You are a consultant assisting an organisation with data engineering. You have been given the following user stories to action:
- As a data scientist or analyst
- I want to query posts and votes in the data warehouse
- So that I can conveniently answer important business questions such as "what is the mean votes per post per week?"
Additional context:
- You are provided a sample of posts and votes; in production, files like these will land as a supplier sends them
- You will use h2 for demonstration; your solution should treat h2 as if it were a real data warehouse
- If the h2 database file is deleted, your pipeline should re-create it from posts and tags data
- If the h2 database file already exists, your pipeline should merge any new posts and votes data into it
- Your program should be invoked with the /path/to/posts_file.json /path/to/votes_file.json as parameters
This repo contains a bootstrap project to create the data ingestion in scala. The project is set up to be executed inside an sbt-docker image, so the versions of scala and java and sbt can be easily replicate. You are free to change anything about this bootstrap solution as you see fit (import another libs, create/delete src files, for example), so long as it can still be executed by a reviewer.
- The project is set up to use scala 2.12.10 and sbt 1.3.5
- H2 database provides an infrastructure-free simple data warehouse stand-in
- Testing environment with scalatest
- Facilites to compile, test and run inside the sbt-docker container.
Makefile is provided with the following targets:
make compile
make test
make fetch-data
make run
ExerciseApp.scala is provided as an entry point with some illustrative code reading one entry of json from one of the files.
ExerciseSpec.spec contains a test showing a sample usage of h2 database.
The sample code and test provided are meant to be deleted when you start to develop your solution.
- Self-explanatory code – the solution must speak for itself. Multiple paragraphs explaining the solution are a sign that it isn’t straightforward enough to understand purely by reading the code.
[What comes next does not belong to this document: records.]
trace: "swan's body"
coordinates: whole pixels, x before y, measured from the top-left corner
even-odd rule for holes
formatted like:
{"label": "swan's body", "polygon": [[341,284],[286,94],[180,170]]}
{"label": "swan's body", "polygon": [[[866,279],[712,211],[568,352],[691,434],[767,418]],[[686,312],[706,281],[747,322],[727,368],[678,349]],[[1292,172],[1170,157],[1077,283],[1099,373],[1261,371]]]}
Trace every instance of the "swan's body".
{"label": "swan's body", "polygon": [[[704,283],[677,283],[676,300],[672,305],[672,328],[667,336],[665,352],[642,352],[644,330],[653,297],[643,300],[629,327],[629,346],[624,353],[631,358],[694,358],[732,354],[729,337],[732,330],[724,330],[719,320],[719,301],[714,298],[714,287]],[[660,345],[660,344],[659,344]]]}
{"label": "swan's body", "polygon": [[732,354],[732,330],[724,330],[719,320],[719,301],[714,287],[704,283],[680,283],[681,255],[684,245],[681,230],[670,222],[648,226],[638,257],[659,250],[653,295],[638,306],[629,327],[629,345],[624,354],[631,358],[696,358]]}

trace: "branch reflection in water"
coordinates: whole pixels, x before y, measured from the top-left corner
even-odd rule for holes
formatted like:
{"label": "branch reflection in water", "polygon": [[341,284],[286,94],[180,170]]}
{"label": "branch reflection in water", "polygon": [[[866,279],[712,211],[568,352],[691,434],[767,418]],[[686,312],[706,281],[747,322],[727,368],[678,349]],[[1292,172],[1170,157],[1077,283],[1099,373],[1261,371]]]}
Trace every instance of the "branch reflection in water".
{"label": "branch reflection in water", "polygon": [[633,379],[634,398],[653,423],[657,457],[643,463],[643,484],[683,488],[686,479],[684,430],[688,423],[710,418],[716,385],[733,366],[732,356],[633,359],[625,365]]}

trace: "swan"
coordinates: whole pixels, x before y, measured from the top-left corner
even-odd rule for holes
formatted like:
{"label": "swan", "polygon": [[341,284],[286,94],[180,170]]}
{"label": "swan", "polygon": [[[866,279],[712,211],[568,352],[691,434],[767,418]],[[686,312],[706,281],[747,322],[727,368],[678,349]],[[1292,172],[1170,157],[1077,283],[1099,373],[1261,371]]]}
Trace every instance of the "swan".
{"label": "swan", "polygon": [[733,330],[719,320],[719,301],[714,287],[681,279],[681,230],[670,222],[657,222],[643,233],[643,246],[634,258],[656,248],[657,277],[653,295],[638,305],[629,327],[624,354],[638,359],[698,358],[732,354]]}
Also, you should ensure your code is correctly formatted and lints cleanly.
- Tests – the solution must be well tested and possibly using a (test-first) approach.
- Simplicity – We value simplicity as an architectural virtue and a development practice. Solutions should reflect the difficulty of the assigned task, and should NOT be overly complex. Layers of abstraction, patterns, or architectural features that aren’t called for should NOT be included.
Please include instructions about your strategy and important decisions you made. Also please answer the following questions:
- How did you meet the needs of a data scientist?
- How did you ensure data quality?
- What would need to change for the solution scale to work with a 10TB dataset with new data arriving each day?
Your submission should be a zip file containing your solution and the requested documentation.
Your submission is your own work, you will not share your submission with others (including sharing your repository on Github) and you will not otherwise engage in activities that dishonestly improve your result.
We are expecting you to succeed in this phase, so the next phase is an interview where we are expecting that you can show and run your solution on your end. You walk us through your solution and we're going to provide feedback and discuss any choices that you made. Apart from the exercise, we'll have a conversation about your experience, and you'll let us know in detail your past challenges and your future expectations. Good Luck!